NanoARB requires Rust 1.75 or higher. The recommended way to install Rust is via `rustup`.

<Tabs>
  <Tab title="Linux/macOS">
    ```bash theme={null}
    curl --proto '=https' --tlsv1.2 -sSf https://sh.rustup.rs | sh
    source $HOME/.cargo/env
    ```

    Verify installation:

    ```bash theme={null}
    rustc --version
    cargo --version
    ```
  </Tab>

  <Tab title="Windows (WSL2)">
    First, install WSL2 with Ubuntu:

    ```powershell theme={null}
    wsl --install -d Ubuntu
    ```

    Then inside WSL2:

    ```bash theme={null}
    curl --proto '=https' --tlsv1.2 -sSf https://sh.rustup.rs | sh
    source $HOME/.cargo/env
    ```
  </Tab>
</Tabs>

### Updating Rust

If you already have Rust installed, make sure it's up to date:

```bash theme={null}
rustup update stable
rustc --version  # Should be 1.75+
```

## Installing dependencies

### Core dependencies

NanoARB has minimal runtime dependencies since it's written entirely in Rust. However, you'll need build tools.

<Tabs>
  <Tab title="Ubuntu/Debian">
    ```bash theme={null}
    sudo apt-get update
    sudo apt-get install -y \
      build-essential \
      pkg-config \
      libssl-dev \
      git
    ```
  </Tab>

  <Tab title="Fedora/RHEL/CentOS">
    ```bash theme={null}
    sudo dnf install -y \
      gcc \
      gcc-c++ \
      make \
      openssl-devel \
      pkg-config \
      git
    ```
  </Tab>

  <Tab title="macOS">
    ```bash theme={null}
    # Install Xcode Command Line Tools
    xcode-select --install

    # Or via Homebrew
    brew install openssl pkg-config
    ```
  </Tab>
</Tabs>

### UI dependencies (optional)

For the real-time dashboard, you'll need Node.js and pnpm:

<Tabs>
  <Tab title="Using Node Version Manager">
    ```bash theme={null}
    # Install nvm
    curl -o- https://raw.githubusercontent.com/nvm-sh/nvm/v0.39.0/install.sh | bash

    # Install Node.js 18+
    nvm install 18
    nvm use 18

    # Install pnpm
    npm install -g pnpm
    ```
  </Tab>

  <Tab title="Using Package Manager">
    ```bash theme={null}
    # Ubuntu/Debian
    curl -fsSL https://deb.nodesource.com/setup_18.x | sudo -E bash -
    sudo apt-get install -y nodejs
    npm install -g pnpm

    # macOS
    brew install node@18 pnpm
    ```
  </Tab>
</Tabs>

Verify installation:

```bash theme={null}
node --version  # Should be v18+
pnpm --version
```

### Python dependencies (optional)

For ML model training, you'll need Python 3.11+:

```bash theme={null}
# Create virtual environment
cd python/training
python3 -m venv venv
source venv/bin/activate  # On Windows: venv\Scripts\activate

# Install dependencies
pip install -r requirements.txt
```

<Warning>
  **GPU recommended for training**

  Training Mamba models is computationally intensive.

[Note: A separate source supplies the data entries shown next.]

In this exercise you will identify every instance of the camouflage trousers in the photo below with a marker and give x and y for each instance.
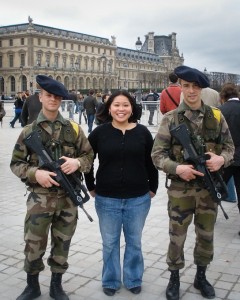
(186, 201)
(54, 212)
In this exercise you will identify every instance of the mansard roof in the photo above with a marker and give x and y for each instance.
(162, 45)
(53, 31)
(130, 54)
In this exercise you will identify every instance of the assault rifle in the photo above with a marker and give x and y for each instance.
(71, 184)
(212, 181)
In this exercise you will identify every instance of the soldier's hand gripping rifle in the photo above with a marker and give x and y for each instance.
(71, 184)
(213, 181)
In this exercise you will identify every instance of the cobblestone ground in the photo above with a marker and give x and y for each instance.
(83, 278)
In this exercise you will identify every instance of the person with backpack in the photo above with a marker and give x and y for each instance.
(2, 111)
(170, 97)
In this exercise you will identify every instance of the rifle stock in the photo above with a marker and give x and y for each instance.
(78, 194)
(213, 180)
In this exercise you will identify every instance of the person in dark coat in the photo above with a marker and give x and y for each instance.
(231, 111)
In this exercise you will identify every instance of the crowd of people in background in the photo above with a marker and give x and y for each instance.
(100, 108)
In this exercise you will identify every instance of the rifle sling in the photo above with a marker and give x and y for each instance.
(171, 98)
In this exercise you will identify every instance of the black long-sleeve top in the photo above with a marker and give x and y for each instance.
(125, 167)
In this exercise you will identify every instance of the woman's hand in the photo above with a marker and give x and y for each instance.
(152, 194)
(92, 193)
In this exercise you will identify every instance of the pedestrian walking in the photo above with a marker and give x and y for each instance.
(90, 104)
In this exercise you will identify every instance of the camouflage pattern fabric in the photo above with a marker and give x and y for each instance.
(24, 164)
(49, 209)
(188, 198)
(54, 212)
(184, 202)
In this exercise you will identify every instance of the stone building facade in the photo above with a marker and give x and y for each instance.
(82, 61)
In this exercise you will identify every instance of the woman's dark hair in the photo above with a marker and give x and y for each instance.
(229, 90)
(104, 96)
(104, 115)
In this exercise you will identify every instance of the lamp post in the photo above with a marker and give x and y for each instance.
(21, 81)
(104, 58)
(76, 68)
(138, 48)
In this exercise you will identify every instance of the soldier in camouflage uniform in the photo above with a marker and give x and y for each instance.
(187, 196)
(48, 206)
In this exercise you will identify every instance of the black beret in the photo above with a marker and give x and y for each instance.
(192, 75)
(52, 86)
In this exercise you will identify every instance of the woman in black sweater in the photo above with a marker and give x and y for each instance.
(126, 180)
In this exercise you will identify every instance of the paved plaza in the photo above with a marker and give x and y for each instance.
(83, 278)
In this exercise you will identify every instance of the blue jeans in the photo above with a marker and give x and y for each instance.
(114, 215)
(90, 118)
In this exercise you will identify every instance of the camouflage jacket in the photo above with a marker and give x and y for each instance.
(24, 163)
(164, 142)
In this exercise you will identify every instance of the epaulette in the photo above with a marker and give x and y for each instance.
(217, 113)
(75, 127)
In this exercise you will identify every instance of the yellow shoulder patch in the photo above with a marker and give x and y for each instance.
(75, 127)
(216, 113)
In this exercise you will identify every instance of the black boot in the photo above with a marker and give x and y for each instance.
(32, 289)
(202, 284)
(172, 291)
(56, 290)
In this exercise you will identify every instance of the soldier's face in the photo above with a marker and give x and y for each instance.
(191, 93)
(49, 101)
(120, 109)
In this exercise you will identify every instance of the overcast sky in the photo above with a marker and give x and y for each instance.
(208, 31)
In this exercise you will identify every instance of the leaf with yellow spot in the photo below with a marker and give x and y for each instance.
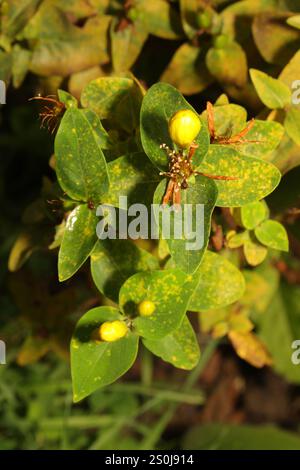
(114, 261)
(255, 178)
(180, 347)
(95, 364)
(169, 290)
(220, 283)
(80, 164)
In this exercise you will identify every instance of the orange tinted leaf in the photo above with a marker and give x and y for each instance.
(250, 348)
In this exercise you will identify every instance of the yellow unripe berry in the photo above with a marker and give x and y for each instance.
(146, 308)
(112, 330)
(184, 126)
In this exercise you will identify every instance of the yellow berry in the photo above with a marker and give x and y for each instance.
(184, 126)
(146, 308)
(112, 330)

A CUDA-compatible GPU with 8GB+ VRAM is strongly recommended. CPU training will be significantly slower.
</Warning>

Key Python packages (from `requirements.txt`):

* `torch>=2.1.0` - PyTorch for deep learning
* `mamba-ssm>=1.2.0` - State Space Models (Linux only)
* `onnx>=1.15.0` - ONNX export for Rust inference
* `gymnasium>=0.29.0` - RL environments
* `d3rlpy>=2.3.0` - Offline RL algorithms

## Installing NanoARB

<Steps>
  <Step title="Clone the repository">
    ```bash theme={null}
    git clone https://github.com/dhir1007/nanoARB.git
    cd nanoARB
    ```
  </Step>

  <Step title="Build the project">
    Build in release mode for optimal performance:

    ```bash theme={null}
    cargo build --release
    ```

    This will compile all workspace crates:

    * `nano-core` - Core types and traits
    * `nano-feed` - Market data parser
    * `nano-lob` - Order book engine
    * `nano-model` - ML inference
    * `nano-backtest` - Backtesting engine
    * `nano-strategy` - Trading strategies
    * `nano-gateway` - Main binary

    The compiled binary will be at `target/release/nanoarb`.

    <Note>
      First build can take 5-10 minutes depending on your system. Subsequent builds are incremental and much faster.
    </Note>
  </Step>

  <Step title="Install UI dependencies (optional)">
    ```bash theme={null}
    cd nano-arb-ui-development
    pnpm install
    cd ..
    ```

    This installs Next.js and React dependencies for the dashboard UI.
  </Step>

  <Step title="Verify installation">
    ```bash theme={null}
    ./target/release/nanoarb --help
    ```

    Expected output:

    ```
    Nanosecond-level CME futures market-making engine

    Usage: nanoarb [OPTIONS]

    Options:
      -c, --config <CONFIG>        [default: config.toml]
      -b, --backtest              
      -d, --data <DATA>           
      -v, --verbose               
      -m, --metrics-port <PORT>    [default: 9090]
      -h, --help                   Print help
      -V, --version                Print version
    ```
  </Step>

  <Step title="Run tests">
    Verify everything works correctly:

    ```bash theme={null}
    cargo test --workspace
    ```

    All tests should pass. If any fail, see the [Troubleshooting](#troubleshooting) section.
  </Step>
</Steps>

## Docker setup (optional)

For monitoring with Prometheus and Grafana:

```bash theme={null}
# Install Docker Desktop
# https://docs.docker.com/get-docker/

# Verify installation
docker --version
docker compose version

# Start monitoring stack
cd docker
docker compose -f docker-compose-monitoring.yml up -d
```

Access points:

* Grafana: [http://localhost:3000](http://localhost:3000) (admin/nanoarb)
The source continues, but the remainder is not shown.